Ik zou dat nooit van mijn leven
gedaan hebben.” (TVB)
Gianni : “Daarna ben ik er een
paar jaar mee gestopt. Ik was regelmatig, maar eindigde in de
wegritten tussen plaats vijf en
tien. En dan was het altijd van :
het zal niet zoals zijn vader zijn. Op
een bepaald moment was ik dat
beu en ben ik gestopt. Toen ben ik
beginnen te tennissen, maar…”
Stefaan : (grijnst) “Daar was het
ook rap mee gedaan.”
Gianni : “En uiteindelijk ben ik
herbegonnen door in de winter
toertochten te rijden. Ik heb toen
voor mijn goeie punten op school
een crossfiets gekregen. En een
jaar later kreeg ik weer eentje.”
Stefaan : “Tot er hier uiteindelijk
vier van die exemplaren stonden.
(knipoogt) Ik herinner me nog
zijn eerste cross. Mijn vrouw en ik
gingen er in onze zondagskleren
naartoe. Plots zei Rony De Vos :
met welke wielen ga je in de wisselzone staan ? (lacht) Ik wist niet
waarover hij het had.”
Gianni : “Het was een moeilijk
begin, maar in de Vlaamse CyclocrossCup, waar de eerstejaars met
een apart rugnummer reden, won
ik er wel een stuk of zes.”
Gianni, je idool was Sven Vanthourenhout.

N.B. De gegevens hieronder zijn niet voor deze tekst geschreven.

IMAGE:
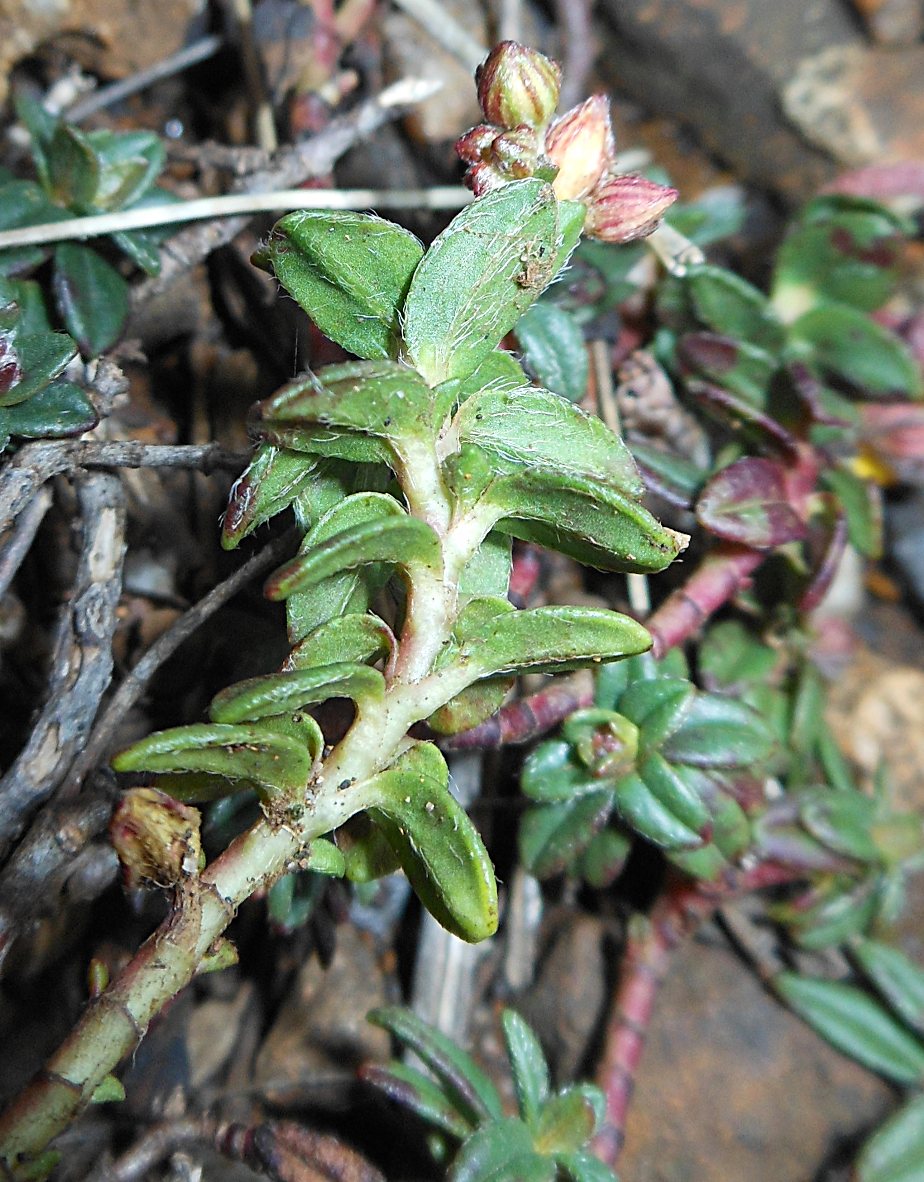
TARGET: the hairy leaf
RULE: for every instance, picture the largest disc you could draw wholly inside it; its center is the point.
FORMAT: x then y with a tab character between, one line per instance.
437	845
272	760
554	350
528	1066
480	275
457	1071
282	693
349	271
857	1025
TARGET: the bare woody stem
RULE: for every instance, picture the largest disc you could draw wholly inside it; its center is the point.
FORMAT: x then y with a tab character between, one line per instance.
117	1020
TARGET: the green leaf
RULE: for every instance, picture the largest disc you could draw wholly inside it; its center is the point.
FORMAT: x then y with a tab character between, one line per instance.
529	429
92	297
567	1122
397	539
60	410
498	371
274	761
720	732
43	356
552	836
501	1151
728	304
437	845
528	1065
733	658
282	693
552	773
604	858
25	203
857	1025
863	506
584	1167
269	484
841	249
129	164
658	707
73	168
748	502
899	980
349	271
589	521
736	365
554	350
841	820
642	810
417	1092
384	400
870	358
457	1071
356	637
479	277
546	640
895	1153
488	571
672	787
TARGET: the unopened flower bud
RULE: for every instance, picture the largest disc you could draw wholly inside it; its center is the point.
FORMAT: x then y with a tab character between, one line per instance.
156	838
625	208
515	153
518	85
474	144
581	144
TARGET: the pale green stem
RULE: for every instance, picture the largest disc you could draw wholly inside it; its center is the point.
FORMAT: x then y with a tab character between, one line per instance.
114	1024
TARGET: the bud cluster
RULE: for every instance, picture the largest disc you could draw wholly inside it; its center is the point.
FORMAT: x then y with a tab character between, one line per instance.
518	91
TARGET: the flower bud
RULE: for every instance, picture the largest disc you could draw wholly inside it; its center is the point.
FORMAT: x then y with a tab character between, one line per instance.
156	838
626	207
581	144
515	153
518	85
474	144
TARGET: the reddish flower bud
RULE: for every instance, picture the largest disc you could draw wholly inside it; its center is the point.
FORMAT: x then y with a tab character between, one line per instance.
581	144
156	838
474	144
626	207
518	85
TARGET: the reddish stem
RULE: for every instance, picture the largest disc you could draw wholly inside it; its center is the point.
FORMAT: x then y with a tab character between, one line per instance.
720	577
527	718
650	945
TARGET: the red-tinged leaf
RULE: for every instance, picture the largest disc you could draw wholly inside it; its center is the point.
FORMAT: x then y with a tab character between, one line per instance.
731	408
747	502
895	433
853	348
857	1025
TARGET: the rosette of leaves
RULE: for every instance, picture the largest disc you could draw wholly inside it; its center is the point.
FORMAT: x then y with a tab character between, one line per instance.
80	174
655	758
878	1021
408	472
546	1140
36	400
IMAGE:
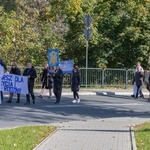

Gianni : “Sven reed net als mijn
vader bij Mez. Ik vergeet nooit de
GP Etienne De Wilde in Laarne in
het jaar dat Sven in Tabor wereldkampioen was geworden. Op de
weg had hij natuurlijk geen regenboogtrui aan, maar wel van
die sokjes. Na de koers heb ik die
van hem gekregen.”
Stefaan : “In de zevende hemel
was hij...”
Gianni : “Toen ik begon te crossen, heb ik eens een paar carbon
wielen van Sven gekregen. Maar
in mijn eerste cross dat ik ermee
reed, viel ik in de start. Oh neen,
die wielen gaan toch niet kapot zijn,
was mijn eerste gedacht. Maar gelukkig was er niets aan. Ik keek
echt op naar Sven. (grijnst) En nu
rijd ik er zelf tegen.”
Gianni, maak jij een duidelijke
keuze voor het veld ? Ook voor de
weg heb je immers talent…
Gianni : “Je moet wel, zeker als
prof. Bij de jeugd kun je dat misschien combineren, maar ik heb
dat nooit gedaan.”
Stefaan : “Het is beter zo voor
hem. Gianni is een heel goeie
coureur, maar geen topper. Voor
een WorldTourploeg weegt hij
nog te licht. Wat blijft er dan
over : Topsport Vlaanderen en
Wanty. Wel, dan vind ik dat hij
veel beter zit bij Sunweb-Napoleon Games. Als je ziet welk programma hij kan rijden als voorbereiding op het veldritseizoen.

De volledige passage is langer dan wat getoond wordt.